Benchmarking inference providers

Although there are a small handful of open-source LLMs, there are a variety of inference providers that can host them for you, each with different cost, speed, and as we'll see below, accuracy trade-offs. And even if one provider excels at a certain model size, it may not be the best choice for another.

Key takeaways

It's very important to evaluate your specific use case against a variety of both models and providers to make an informed decision about which to use. What I learned is that the results are pretty unpredictable and vary across both provider and model size. Just because one provider has a good 8b model, doesn't mean that its 405b is fast or accurate.
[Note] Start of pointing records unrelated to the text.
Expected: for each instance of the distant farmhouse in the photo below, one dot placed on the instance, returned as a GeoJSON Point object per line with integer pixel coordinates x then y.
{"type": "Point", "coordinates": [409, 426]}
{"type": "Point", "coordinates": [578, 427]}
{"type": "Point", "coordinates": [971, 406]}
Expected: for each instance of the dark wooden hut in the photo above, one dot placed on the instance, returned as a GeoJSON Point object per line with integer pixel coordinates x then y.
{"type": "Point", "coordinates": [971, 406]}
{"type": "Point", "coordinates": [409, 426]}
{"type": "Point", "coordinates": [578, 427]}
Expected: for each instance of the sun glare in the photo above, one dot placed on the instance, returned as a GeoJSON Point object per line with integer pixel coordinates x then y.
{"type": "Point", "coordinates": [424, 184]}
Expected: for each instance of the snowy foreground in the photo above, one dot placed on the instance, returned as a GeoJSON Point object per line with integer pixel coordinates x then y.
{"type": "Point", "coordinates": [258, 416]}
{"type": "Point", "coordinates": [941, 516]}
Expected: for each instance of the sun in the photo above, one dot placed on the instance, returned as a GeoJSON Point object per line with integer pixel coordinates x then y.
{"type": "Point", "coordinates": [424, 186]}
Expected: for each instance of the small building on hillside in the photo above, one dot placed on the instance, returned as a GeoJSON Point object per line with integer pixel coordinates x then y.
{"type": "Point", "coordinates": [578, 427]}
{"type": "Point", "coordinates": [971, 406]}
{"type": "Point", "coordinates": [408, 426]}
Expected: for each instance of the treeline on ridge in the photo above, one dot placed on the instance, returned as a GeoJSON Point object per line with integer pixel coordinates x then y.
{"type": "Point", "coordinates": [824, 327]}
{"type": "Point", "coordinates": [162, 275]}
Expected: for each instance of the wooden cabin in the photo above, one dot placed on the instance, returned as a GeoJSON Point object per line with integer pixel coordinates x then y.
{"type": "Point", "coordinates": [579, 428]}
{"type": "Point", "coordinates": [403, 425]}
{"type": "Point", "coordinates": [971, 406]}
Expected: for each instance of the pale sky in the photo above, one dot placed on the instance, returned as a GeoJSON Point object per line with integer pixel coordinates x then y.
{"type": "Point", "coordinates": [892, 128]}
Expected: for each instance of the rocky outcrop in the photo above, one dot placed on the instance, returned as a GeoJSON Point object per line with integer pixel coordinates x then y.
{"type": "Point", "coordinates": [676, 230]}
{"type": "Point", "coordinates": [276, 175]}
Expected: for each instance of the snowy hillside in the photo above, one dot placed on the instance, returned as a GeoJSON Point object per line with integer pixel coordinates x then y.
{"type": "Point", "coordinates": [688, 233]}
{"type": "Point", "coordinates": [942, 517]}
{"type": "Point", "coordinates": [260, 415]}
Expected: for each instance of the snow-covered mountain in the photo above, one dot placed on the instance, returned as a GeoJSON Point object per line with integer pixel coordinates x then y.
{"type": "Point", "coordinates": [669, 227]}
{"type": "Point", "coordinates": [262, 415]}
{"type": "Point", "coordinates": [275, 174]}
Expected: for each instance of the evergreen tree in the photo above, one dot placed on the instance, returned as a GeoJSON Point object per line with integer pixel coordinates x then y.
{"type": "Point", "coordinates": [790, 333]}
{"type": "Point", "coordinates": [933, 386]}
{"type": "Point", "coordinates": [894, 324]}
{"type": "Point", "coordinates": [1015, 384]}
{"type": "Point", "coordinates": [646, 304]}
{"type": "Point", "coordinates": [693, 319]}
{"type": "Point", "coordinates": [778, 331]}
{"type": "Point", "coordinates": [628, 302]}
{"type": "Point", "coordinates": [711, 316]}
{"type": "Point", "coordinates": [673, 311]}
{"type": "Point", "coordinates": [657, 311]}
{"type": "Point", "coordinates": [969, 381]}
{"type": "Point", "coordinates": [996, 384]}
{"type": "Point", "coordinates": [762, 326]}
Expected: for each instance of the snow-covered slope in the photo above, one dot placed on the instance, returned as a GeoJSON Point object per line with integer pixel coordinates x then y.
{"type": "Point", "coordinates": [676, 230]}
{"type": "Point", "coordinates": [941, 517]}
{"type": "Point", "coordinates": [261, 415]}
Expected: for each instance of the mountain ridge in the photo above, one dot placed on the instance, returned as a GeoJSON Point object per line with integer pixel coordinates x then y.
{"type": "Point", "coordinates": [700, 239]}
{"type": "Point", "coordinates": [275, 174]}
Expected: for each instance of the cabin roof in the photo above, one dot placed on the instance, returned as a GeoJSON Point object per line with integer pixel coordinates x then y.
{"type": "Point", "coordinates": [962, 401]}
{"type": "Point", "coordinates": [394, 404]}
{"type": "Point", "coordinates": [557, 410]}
Here are some things that surprised me:

  • 8b models are consistently fast, but have high variance in accuracy
  • One provider is fastest for 8b and 70b, yet slowest for 405b
  • The best provider is different across the two benchmarks we ran

Hopefully this analysis will help you create your own benchmarks and make an informed decision about which provider to use.

Setup

Before you get started, make sure you have a Braintrust account and API keys for all the providers you want to test. Here, we're testing Together, Fireworks, and Lepton, although Braintrust supports several others (including Azure, Bedrock, Groq, and more).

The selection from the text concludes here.